January 26, 2013 – 11:00 AM – New Orleans, Louisiana

I have a rather long history of memorable New Orleans evenings. One of those evenings – spent drinking in the lobby of one of the nicer downtown hotels with a rather large contingent of New Orleans police officers – was most of the inspiration for naming Choppy (whose full name is Tchoupitoulas, after the street here in New Orleans near where this event occurred). The details of the evening are classified to protect all involved, but suffice to say, the drinks were provided by the hotel and I got a ride back to my own car in a police car. I’ll let you imagine the details, which would normally invite an exaggeration of the events that occurred, but probably don’t with regard to this particular evening.

Last night – the first of many nights that Choppy and I will spend in or near New Orleans during Mardi Gras/Carnival – was not that sort of epic evening, but it was certainly memorable.

To be fair, most of the night was great, as I went to a Mardi Gras ball, and, in a move that is surprising to few who know me, invited myself to sit with the table nearest the open bar, made new friends, and shut the place down.

The ball alone would have been memorable; however, the cab ride there made it one of those evenings that my trips to the Crescent City have become famous for.

Choppy and I are staying outside the city; it’s cheaper and easier. Plus, the hotel has a pet policy that allows me to leave Choppy here alone, which is not always the policy, even at pet friendly hotels. Rather than drive into the city last night for the ball, I did the responsible thing, and got a cab, ditching the dog for a few hours of drinking and dancing.

I probably should have known I was in for a memorable cab ride when I realized the driver had disabled the meter.

The initial part of the cab ride was fine; we chatted about him coming to the U.S. from Algeria and his girlfriend who made him drive her family in from a city about 20 miles away from New Orleans every evening and other mundane cab sort of things. Particularly amusing (at least at the beginning of the conversation) was the driver’s habit of adding “I swear to God” at the end of every single sentence.

When we got downtown, I realized there was a parade going on – it being a Friday during Mardi Gras, I probably should have realized this well before going into the city, but I didn’t even think about it.
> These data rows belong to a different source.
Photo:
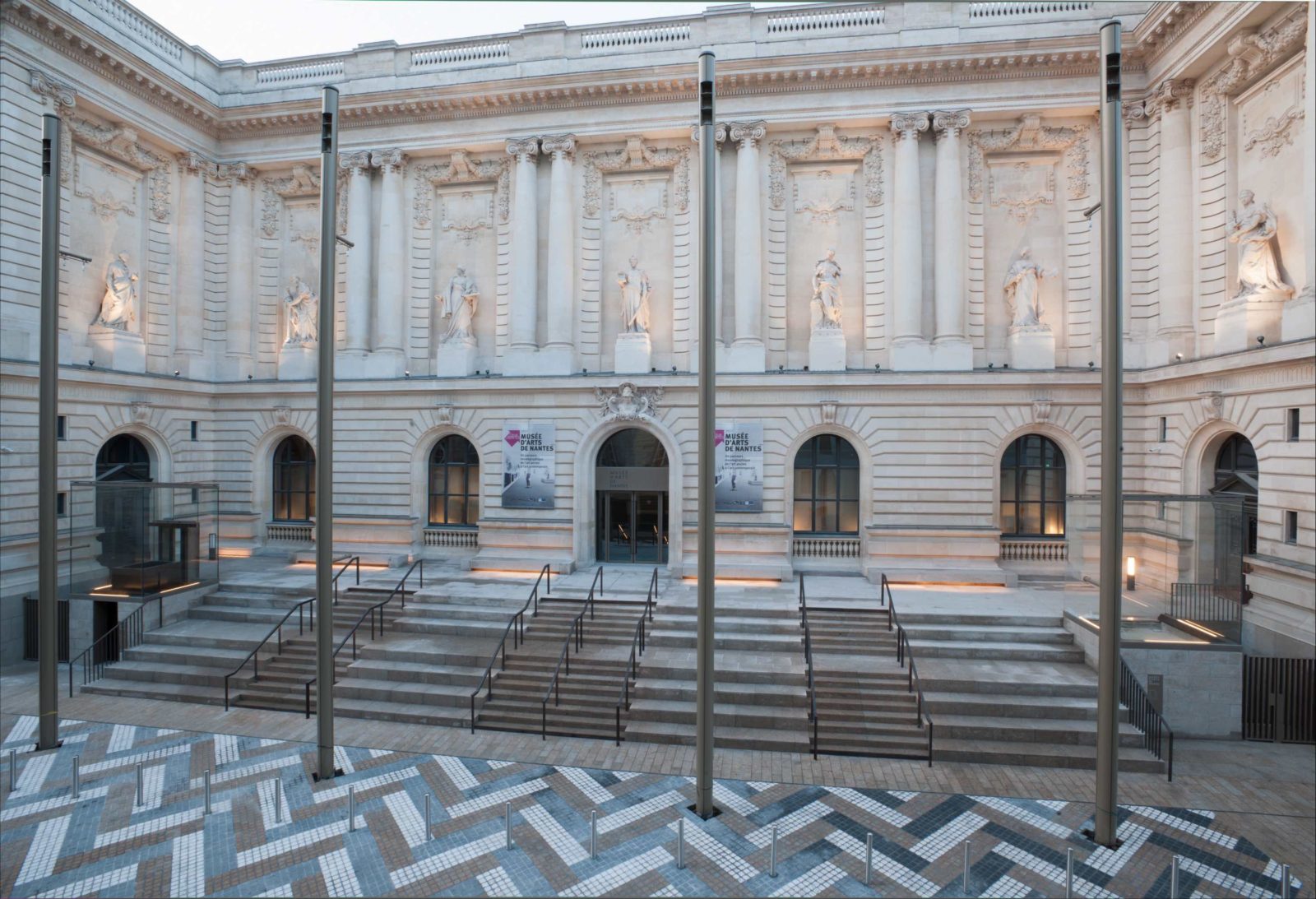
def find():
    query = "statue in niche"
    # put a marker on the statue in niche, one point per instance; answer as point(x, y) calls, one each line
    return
point(460, 304)
point(826, 304)
point(1253, 228)
point(118, 304)
point(1023, 291)
point(303, 308)
point(635, 299)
The cab driver, despite his disabled meter, did have a GPS system directing him. The GPS system, not realizing there was a parade going on, directed him to get off on an exit that would require us to cross the parade route to get to the ball. If you haven’t been to Mardi Gras, you should know that it is impossible to cross the parade route during the parade. Not difficult – impossible. Here’s how the conversation goes in the cab:

Sarah: You can’t get off on Carondolet. We won’t be able to cross St. Charles.
Cab Driver: It will be OK, I swear to God.
Sarah: I don’t think we’ll be able to cross St. Charles. Just stay on the interstate and we can take the next exit.
Cab Driver: I’ve lived here for six years, I swear to God. We’ll be fine, I swear to God.

This is when I should have insisted on going to the next exit, but I didn’t. Because, while I haven’t ever lived in New Orleans (let alone for six years), I have been going to Mardi Gras nearly every year for over a decade, and I am well aware of the impossibility of crossing the parade route during a parade.

And so, we got off on the exit that would require us to cross the parade route. Unsurprisingly (to me, at least), we get caught in parade traffic, and crawl through the streets of downtown, unable to cross the parade route. GPS happily continues directing us across the parade route, and the cab driver tries to turn at every single closed road, inciting a string of police officers and traffic controllers to scream at him. Unfazed, the cab driver reassures me that “We’ll get there soon, I swear to God.”

Eventually, after apparently realizing that he can’t cross the parade route, the cab driver offers to park the cab and walk me to my destination. I decline, citing my safety (which, at this point, was probably in more jeopardy in the cab than walking the streets of downtown during a parade). A reference to the safety of a woman walking the streets of New Orleans at night apparently was the opening the cab driver needed to go on what is probably best described as a racist rant – which is actually the second time this has happened to me while in a cab, which kind of makes me wonder what about me inspires cab drivers to go on such rants.

It’s at this point that I take over the driving directions.

Now, thankfully headed in the correct direction, albeit in a roundabout way so as to avoid the parade, the cab driver announces that we need to stop to get gas (or, as he put it, “We’re going to run out of gas, I swear to God”). I take this opportunity to post the craziness to my personal Facebook page via my phone, so that when I am the victim of some crime during the world’s longest cab ride (quite likely a phone theft), there will at least be some record of what happened to me.

Finally, with gas in the cab and me giving directions, we make it to the hotel, well over an hour after the cab ride began (and with a very thankful me happy for the flat rate/non-metered ride).

The cab driver gives me his card as I get out, and tells me that he “would love to take me back to the hotel, I swear to God.” I take the card, with absolutely no intention of calling him, but terrified of the potential problems if I don’t accept the card.

I have never been so happy to get out of a cab. And I really needed that open bar at the ball, I swear to God.